THE Catholic Church in Australia has rejected a recommendation to force priests to report allegations of child abuse disclosed in confessionals to police.

The Australian Catholic Bishops Conference (ACBC) said it did not accept the recommendation from the Royal Commission into Institutional Responses to Child Sexual Abuse – delivered in a report last year following a landmark inquiry.

The recommendation would force priests by law to report abuse to authorities after hearing about it in confession.

The ACBC released its own report today in response to the guidance specifically targetted at Catholic institutions.

While it accepted 98% of the recommendations – including the  screening of new recruits and asking the Vatican to consider making celibacy voluntary – it did not budge on the issue of breaking the seal of confession.

Australian priests could yet be forced to accept the recommendation by the government (Image: Getty)

"The council supported, and continues to support, retention of the civil law protection for the seal of the confessional," the ACBC's report said.

"Children will be less rather than more safe if mandatory reporting of confessions were required."

The rejection comes eight months after a five-year government-appointed inquiry into child sex abuse in churches and other institutions in Australia delivered its conclusions.

The inquiry heard that 7% of Catholic priests working in Australia between 1950 and 2010 had been accused of child sex crimes, and that over 1,000 people had filed child sexual assault claims against the Anglican Church over 35 years.

Its recommendations came amid worldwide allegations that churches had protested paedophile priests by moving them from parish to parish.

Philip Wilson, ex-Archbishop of Adelaide, was recently convicted of covering up abuse (Image: Getty)

Sometimes abusers were sent overseas for religious education rather than being reported to police, often reoffending in the process.

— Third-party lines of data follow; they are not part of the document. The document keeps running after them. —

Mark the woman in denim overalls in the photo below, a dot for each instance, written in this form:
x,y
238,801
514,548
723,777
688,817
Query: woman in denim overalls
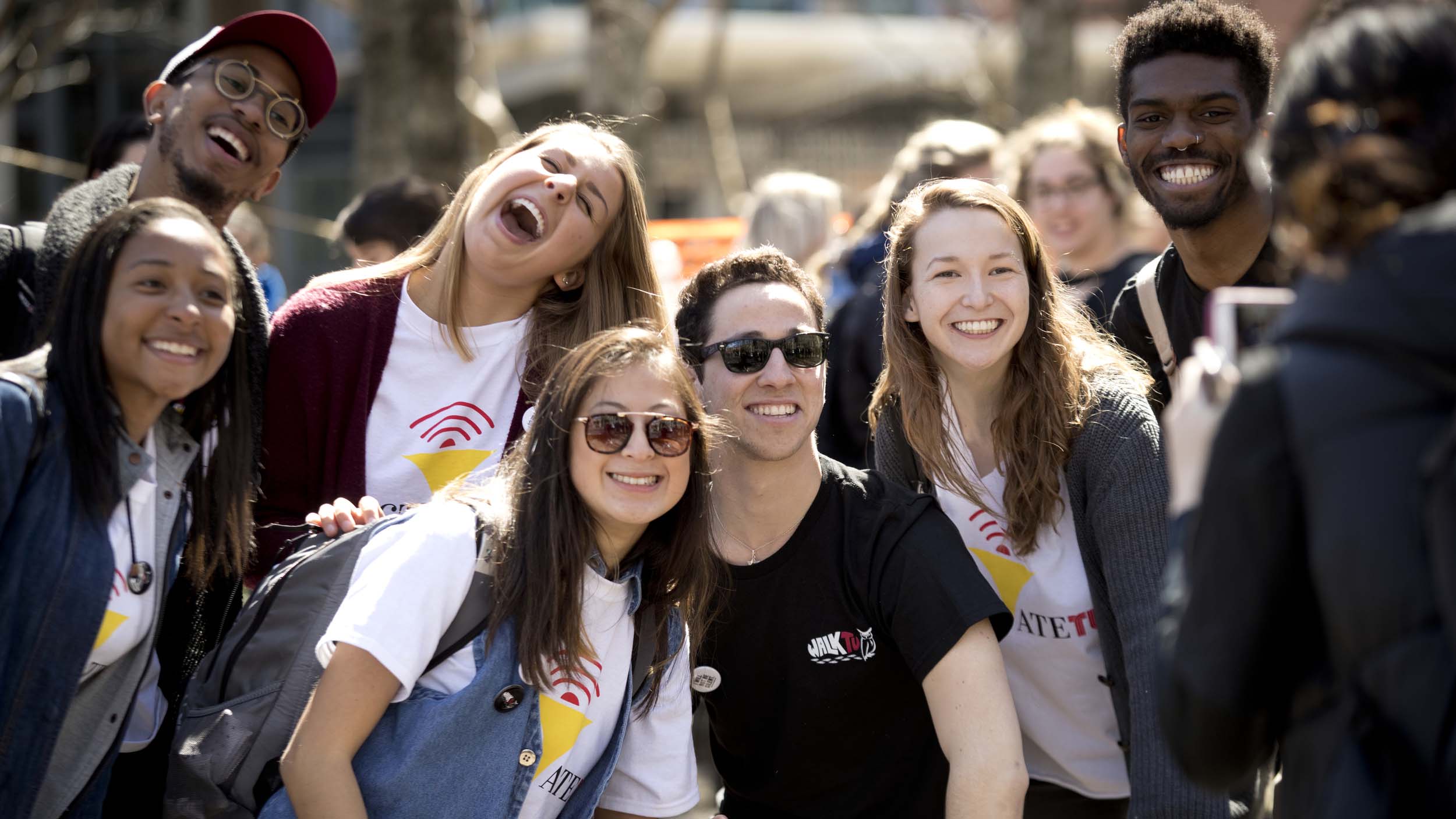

ACBC president Archbishop Mark Coleridge said "there will be no cover-up" this time.

He added: "There will be no transferring of people accused of abuse. There will be no placing the reputation of the Church above the safety of children.

"Those failures allowed some abusers to offend again and again, with tragic and sometimes fatal consequences. The bishops and leaders of religious orders pledge today: Never again."

In recent weeks, a former Australian archbishop became the most senior Catholic cleric in the world to be convicted of covering up abuse and was ordered to serve a one-year prison sentence at home.

The ex-Archbishop of Adelaide, Philip Wilson – himself a former ACBC president – was found to have failed to report child abuse allegations revealed outside the confessional in 1976.

The 67-year-old said he would appeal the conviction before tendering his resignation to Pope Francis – who himself has been accused by an American bishop of knowing for years about sexual misconduct by a US cardinal and doing nothing about it.